In 2016, Wix bet big on React Native. Maybe it was irresponsible to do so. After months of challenges, the dev team had come to realize that all the benefits of using a nascent React Native framework also came with some serious costs.

But then the mobile app was completed and it didn’t look like those lazy, poor performance apps that people came to associate with React Native.

So can a well-organized effort behind a well-written React Native app really cause an app to perform as well as a well-written native app? Like were there any performance issues that you can’t get over or is it really the same?

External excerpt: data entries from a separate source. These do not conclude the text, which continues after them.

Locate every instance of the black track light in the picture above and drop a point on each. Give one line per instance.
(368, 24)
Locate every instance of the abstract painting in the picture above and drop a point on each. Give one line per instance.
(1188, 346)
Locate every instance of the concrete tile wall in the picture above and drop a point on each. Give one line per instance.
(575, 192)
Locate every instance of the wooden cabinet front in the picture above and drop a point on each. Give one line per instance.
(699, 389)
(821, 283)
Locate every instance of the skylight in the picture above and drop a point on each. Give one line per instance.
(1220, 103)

Omri: Interesting question. It’s kind of – you can hear a lot of different opinions about it. I think that yes, you can have a fully animatable, interactable application with React Native and there are some people that can even better perform it from native application, pure native application.

But you need to be expert with React Native to do it and I think it’s like any other technology.

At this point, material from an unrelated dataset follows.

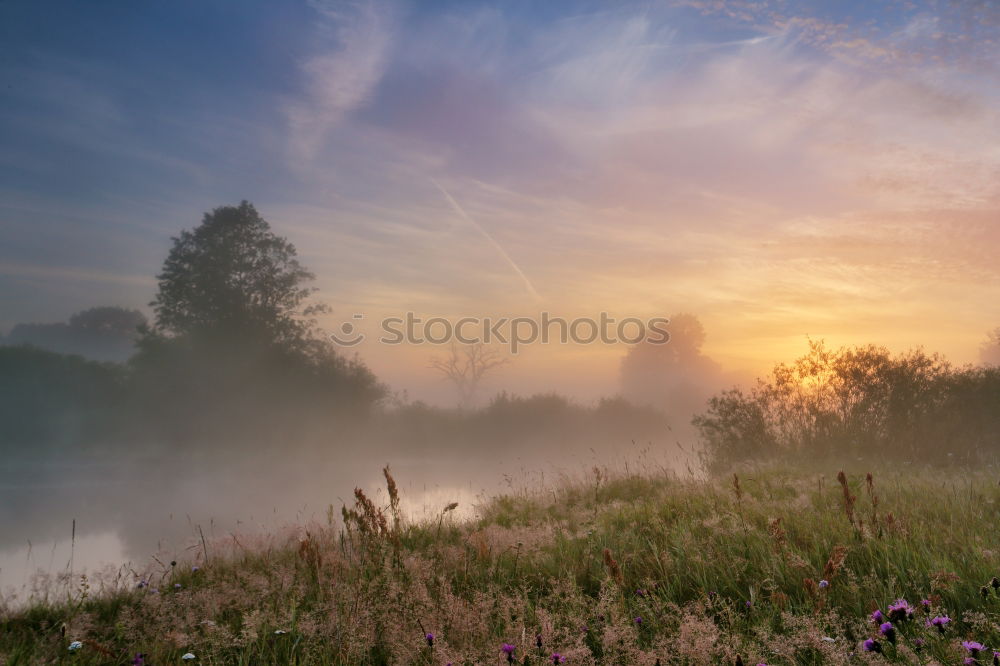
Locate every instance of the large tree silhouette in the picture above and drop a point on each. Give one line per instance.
(233, 277)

I have to say that it depends, because there’s a lot of companies that use React Native for a part of their application. So if you want to create a login screen or a simple UI for the home screen, you can do it with React Native. But as Lev said, if you want to create a super deep technology with hardware interaction or something with Bluetooth, or video processing, you can create native code and just use React Native for the view. That’s another option, but I agree, React Native is not necessarily to do with all of the applications out there, it’s specifically for companies that want to save time, run fast and, maybe, it’s easy for them to bring JavaScript developers.


Which brings us to lesson 3: there are no miracles. Ultimately, React Native is neither the miracle cure that it sounds like at first glance, nor the low-grade solution for novices to build lousy apps. It was an effective tool for the right teams in the right situations--teams who value speed, continuous development, efficiency, and have the resources to back up their front-end developers with native ones.

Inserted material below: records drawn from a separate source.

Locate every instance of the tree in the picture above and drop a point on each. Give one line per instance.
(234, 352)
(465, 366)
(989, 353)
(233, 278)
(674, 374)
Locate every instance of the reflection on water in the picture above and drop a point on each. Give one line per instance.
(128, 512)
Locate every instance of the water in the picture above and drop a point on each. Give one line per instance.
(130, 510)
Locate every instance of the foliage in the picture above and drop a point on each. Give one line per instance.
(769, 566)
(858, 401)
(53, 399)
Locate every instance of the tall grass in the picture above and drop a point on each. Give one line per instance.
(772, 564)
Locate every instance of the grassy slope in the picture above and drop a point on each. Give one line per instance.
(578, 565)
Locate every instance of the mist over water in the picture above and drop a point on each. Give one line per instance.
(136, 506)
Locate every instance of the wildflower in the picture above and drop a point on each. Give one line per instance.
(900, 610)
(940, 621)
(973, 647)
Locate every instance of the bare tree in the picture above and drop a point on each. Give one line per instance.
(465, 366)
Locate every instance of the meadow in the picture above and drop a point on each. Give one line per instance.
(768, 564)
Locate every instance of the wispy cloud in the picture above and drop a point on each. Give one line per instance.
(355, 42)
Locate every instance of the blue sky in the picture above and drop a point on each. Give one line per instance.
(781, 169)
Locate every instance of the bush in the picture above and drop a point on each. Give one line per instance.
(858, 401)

Omri: Another point in this area, I think, is that to build a React Native application, you need a few native developers and it’s kind of a must. It’s a must because not everything is perfect with React Native. We need to say, there are cases where you have a performance issue and you need to go a little bit deeper and understand what’s happening and why. Maybe to fix it in React Native itself. Maybe to analyze if you are using a third library or kind of an open source and open an issue because you find an issue in iOS side of React Native. Not everything will work and you need to be able to analyze it, to debug it.

As a JavaScript developer, you can’t do it. It’s even not an option. So better for you to have at least iOS and Android developer.

So, to recap - what did we learn from Wix’s experience with React Native? Firstly, don’t just go about blindly recruiting developers experienced with the new technology you want to embrace: sometimes, there’s real value in training your existing developers. Lesson 2: don’t be afraid of changes! A change is always an opportunity for growth and development. And lastly, there are no free meals and no easy solutions. Every new technology comes with it’s own drawbacks and challenges, so plan those transitions with care.

Today, React Native looks a lot different than it did when Lev and Omri began working with it in 2016. A lot of bugs have been smoothed out, and missing components have been added.

Lev: For example the startup time. [. . .] Facebook realized that there are some bottlenecks that they have to fix and rewrite. So they developed a new JavaScript engine called Hermes which now with Hermes, the loading time, the startup time of the application on Android is much faster. [. . .] So the framework is evolving to the right direction.

When Wix first began using React Native in 2016, no major company had released a fully-functioning app with it. Today, React Native is being used at Tesla, Bloomberg, Uber, Skype, and, of course, Facebook.

Lev: So it’s a question if five years from now – or let’s think about 10 years from now companies are still going to still have native applications, so I don’t know. I hope no because there is a cool framework out there that can do the kind of merge between them, like React Native.

That’s it for this episode, thank you for listening.